By Eastern Legacy Advisory
The uncomfortable truth about sourcing
Most organisations still treat sourcing as a procurement exercise.
Write the RFP. Run the process.Negotiate the contract.
Select the vendor.
Then hope it works.
But in 2026, this model is no longer just outdated — it is structurally flawed.
Because sourcing is no longer about choosing a supplier. It is about orchestrating a complex, multi-layered ecosystem of services, risks, and outcomes.

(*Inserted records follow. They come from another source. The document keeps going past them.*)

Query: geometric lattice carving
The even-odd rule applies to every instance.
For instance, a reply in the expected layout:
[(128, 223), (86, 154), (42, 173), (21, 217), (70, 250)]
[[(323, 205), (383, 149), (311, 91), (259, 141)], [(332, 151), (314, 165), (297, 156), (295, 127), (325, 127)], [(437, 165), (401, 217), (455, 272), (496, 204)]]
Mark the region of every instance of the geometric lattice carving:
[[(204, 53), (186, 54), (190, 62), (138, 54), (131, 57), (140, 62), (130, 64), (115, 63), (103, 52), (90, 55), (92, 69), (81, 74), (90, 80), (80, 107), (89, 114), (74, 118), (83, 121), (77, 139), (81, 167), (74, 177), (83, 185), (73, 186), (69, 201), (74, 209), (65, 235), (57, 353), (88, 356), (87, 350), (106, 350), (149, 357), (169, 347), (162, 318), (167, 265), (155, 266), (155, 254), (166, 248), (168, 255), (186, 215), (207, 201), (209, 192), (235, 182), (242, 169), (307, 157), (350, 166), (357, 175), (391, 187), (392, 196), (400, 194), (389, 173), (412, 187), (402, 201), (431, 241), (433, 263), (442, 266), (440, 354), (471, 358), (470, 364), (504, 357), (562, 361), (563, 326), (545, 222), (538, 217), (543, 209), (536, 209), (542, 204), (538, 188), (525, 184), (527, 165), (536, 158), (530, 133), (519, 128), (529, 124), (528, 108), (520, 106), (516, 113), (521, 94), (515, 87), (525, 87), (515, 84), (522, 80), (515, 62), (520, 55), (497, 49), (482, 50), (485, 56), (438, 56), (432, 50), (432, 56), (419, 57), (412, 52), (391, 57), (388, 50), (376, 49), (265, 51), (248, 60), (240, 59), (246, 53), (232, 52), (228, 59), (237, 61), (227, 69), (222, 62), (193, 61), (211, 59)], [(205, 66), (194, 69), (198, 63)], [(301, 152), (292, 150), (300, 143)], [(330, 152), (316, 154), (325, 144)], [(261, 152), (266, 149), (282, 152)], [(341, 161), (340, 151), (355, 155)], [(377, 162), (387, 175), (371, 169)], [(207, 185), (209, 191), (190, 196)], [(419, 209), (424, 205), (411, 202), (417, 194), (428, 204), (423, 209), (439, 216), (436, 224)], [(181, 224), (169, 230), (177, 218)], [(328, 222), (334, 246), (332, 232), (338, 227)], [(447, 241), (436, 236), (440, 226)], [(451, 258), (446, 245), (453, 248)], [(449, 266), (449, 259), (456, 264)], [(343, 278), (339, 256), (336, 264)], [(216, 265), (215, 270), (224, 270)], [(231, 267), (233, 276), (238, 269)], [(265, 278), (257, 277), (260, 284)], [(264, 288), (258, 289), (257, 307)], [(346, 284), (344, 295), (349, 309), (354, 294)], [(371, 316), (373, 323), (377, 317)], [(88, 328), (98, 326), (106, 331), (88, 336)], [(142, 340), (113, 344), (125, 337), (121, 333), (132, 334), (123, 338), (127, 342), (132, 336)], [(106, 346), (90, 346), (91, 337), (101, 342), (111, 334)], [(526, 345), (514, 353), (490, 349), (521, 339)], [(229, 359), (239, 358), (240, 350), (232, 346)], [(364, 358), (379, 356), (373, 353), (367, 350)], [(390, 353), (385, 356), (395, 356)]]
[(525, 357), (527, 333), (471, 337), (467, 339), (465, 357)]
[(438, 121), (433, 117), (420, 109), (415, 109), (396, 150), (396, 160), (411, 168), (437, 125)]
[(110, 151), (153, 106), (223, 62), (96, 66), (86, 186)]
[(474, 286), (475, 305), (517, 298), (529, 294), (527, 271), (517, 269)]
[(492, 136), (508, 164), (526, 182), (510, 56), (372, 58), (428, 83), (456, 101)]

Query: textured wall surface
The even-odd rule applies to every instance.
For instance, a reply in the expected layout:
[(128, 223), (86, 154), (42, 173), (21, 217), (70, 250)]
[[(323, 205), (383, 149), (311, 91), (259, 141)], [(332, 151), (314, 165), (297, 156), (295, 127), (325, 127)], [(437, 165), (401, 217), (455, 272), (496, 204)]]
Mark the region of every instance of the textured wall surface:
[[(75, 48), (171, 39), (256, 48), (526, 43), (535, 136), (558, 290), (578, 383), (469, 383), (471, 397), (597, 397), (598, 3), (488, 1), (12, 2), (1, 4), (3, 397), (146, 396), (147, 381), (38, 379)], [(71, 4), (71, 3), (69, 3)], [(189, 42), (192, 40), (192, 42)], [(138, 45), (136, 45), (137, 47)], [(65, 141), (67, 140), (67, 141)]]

And this is where most strategies fail.
The shift no one can ignore
Three forces have fundamentally reshaped sourcing:
Cloud and “as-a-service” models have turned fixed investments into variable, hard-to-control operating costs
Regulation has moved sourcing into the domain of resilience, auditability, and accountability
AI is redefining how services are delivered, priced, and governed
The result?
Sourcing is no longer a commercial decision. It is an operational, architectural, and governance challenge
As highlighted in your research, organisations that succeed are not those with the best contracts — but those that industrialise the basics while preserving optionality
Why most sourcing strategies fail?
Across sectors, failure patterns are remarkably consistent:
1. Sourcing is treated as paperwork
Too many organisations optimise the contract, not the execution model.